While a student in Oneonta, Andrew gained extensive experience in documentary film production as the producer, videographer and editor for “A Life Worth Living,” a film chronicling the life and career of Dora Fowler, the oldest public school teacher in New York State. Fowler’s career at Roxbury Central School spanned over 60 years. Retiring at the age of 91, she had the experience of teaching thousands of students, and numerous grandchildren of her original students. The film was screened locally and distributed to school districts statewide.
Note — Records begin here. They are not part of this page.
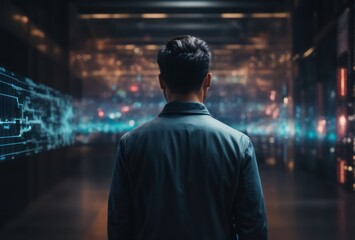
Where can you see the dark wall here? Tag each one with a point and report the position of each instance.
(315, 27)
(24, 179)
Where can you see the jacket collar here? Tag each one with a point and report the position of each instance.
(184, 108)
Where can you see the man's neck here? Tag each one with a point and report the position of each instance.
(185, 98)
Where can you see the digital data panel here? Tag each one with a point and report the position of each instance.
(33, 117)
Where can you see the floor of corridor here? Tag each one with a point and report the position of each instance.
(299, 205)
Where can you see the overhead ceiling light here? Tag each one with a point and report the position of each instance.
(154, 15)
(270, 15)
(104, 16)
(233, 15)
(233, 46)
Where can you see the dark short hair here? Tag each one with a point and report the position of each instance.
(184, 62)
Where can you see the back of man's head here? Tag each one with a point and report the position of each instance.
(184, 62)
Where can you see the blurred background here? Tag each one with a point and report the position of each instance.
(77, 74)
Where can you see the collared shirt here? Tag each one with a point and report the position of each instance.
(185, 175)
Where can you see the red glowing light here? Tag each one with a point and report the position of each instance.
(342, 81)
(133, 88)
(101, 113)
(125, 109)
(341, 171)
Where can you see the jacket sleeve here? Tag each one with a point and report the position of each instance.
(120, 209)
(249, 207)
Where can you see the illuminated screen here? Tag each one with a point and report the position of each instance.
(33, 117)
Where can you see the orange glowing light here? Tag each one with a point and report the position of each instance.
(321, 126)
(125, 109)
(342, 81)
(101, 113)
(133, 88)
(341, 171)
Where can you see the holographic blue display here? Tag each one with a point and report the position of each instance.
(33, 117)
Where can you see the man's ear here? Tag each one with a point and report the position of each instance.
(207, 80)
(161, 82)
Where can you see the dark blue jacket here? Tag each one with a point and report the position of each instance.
(184, 175)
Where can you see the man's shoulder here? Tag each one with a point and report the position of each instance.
(227, 130)
(204, 123)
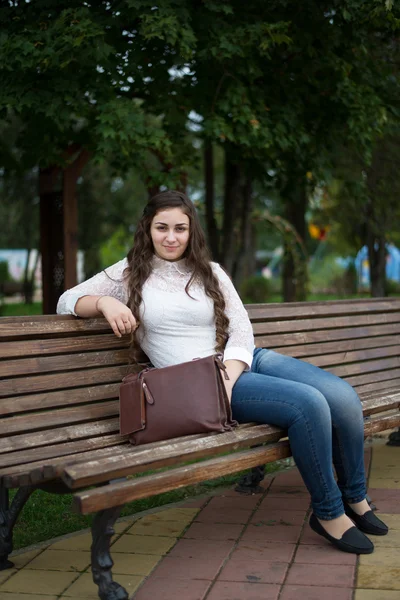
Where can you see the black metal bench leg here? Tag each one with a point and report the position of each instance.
(248, 484)
(102, 563)
(8, 517)
(394, 438)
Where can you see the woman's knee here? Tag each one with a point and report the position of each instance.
(312, 405)
(346, 403)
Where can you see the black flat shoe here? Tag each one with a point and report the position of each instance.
(351, 541)
(368, 522)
Before graduating, Andrew Dapolite also produced a film titled, “No End in Sight,” which told the story of Brian Wallach, a White Plains man who lost his eyesight over 60 years ago at he age of 25. As he moved on with his life, coping with a new disability, Wallach opened up his own insurance brokerage in White Plains, met his wife, started a family while maintaining an unusually active lifestyle. Wallach biked the perimeter of Manhattan and swam across the Hudson River multiple times. Even at an advanced age, Wallach continues to walk to work every day, with his guide dog at his side, navigating busy intersections and high volume traffic patterns. Decades ago, Wallach helped develop the first Stall Warning Device, an audible signal that alerts sight-impaired pedestrians of the changing traffic signals. The devices are currently in use all across the country.
Andrew Dapolite: After College
After graduating college, Mr. Dapolite worked for Hi-Def Pictures, a boutique video and film production company, producing video content for high-profile clients including CBS Sports, NBC Sports, the NFL Network and The PGA Tour. Dapolite also served as the Production Coordinator of Rye Community Television, a full-scale state-of-the-art production studio in his hometown of Rye. In that role, he providing hands on assistance and direction to community organizations, local residents and students with the production of community access television programs.
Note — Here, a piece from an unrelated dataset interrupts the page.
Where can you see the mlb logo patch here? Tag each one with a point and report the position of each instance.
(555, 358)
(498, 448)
In 2011, Dapolite took an assignment in Chicago as the editor for the documentary film, “Language of the Unheard,” which premiered at the Cannes short film corner in France and 11 other festivals around the world. The film went inside The Pine Ridge Reservation located in the Southwest corner of South Dakota, exploring the Oglala Lakota’s incredibly rich culture and history as well as the hardship and challenges of an impoverished area with an unemployment rate of 80%.
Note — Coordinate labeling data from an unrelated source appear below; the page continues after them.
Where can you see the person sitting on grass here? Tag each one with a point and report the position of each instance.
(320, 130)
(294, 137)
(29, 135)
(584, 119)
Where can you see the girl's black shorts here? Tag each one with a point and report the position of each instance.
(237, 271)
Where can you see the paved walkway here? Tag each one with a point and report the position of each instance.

Andrew Dapolite also has experience in the field of journalism. For years he produced a community news show for the city of Rye, before joining the staff of The Review in 2015. While at the Westchester-based news publication, Dapolite worked as staff photographer and contributing writer. In 2016 he received a third place award from the New York Press Association in the spot news photo category for capturing ex-Rye Golf Club Manager Scott Yandrasevich’s final walk into court before being sentenced to a year in state prison.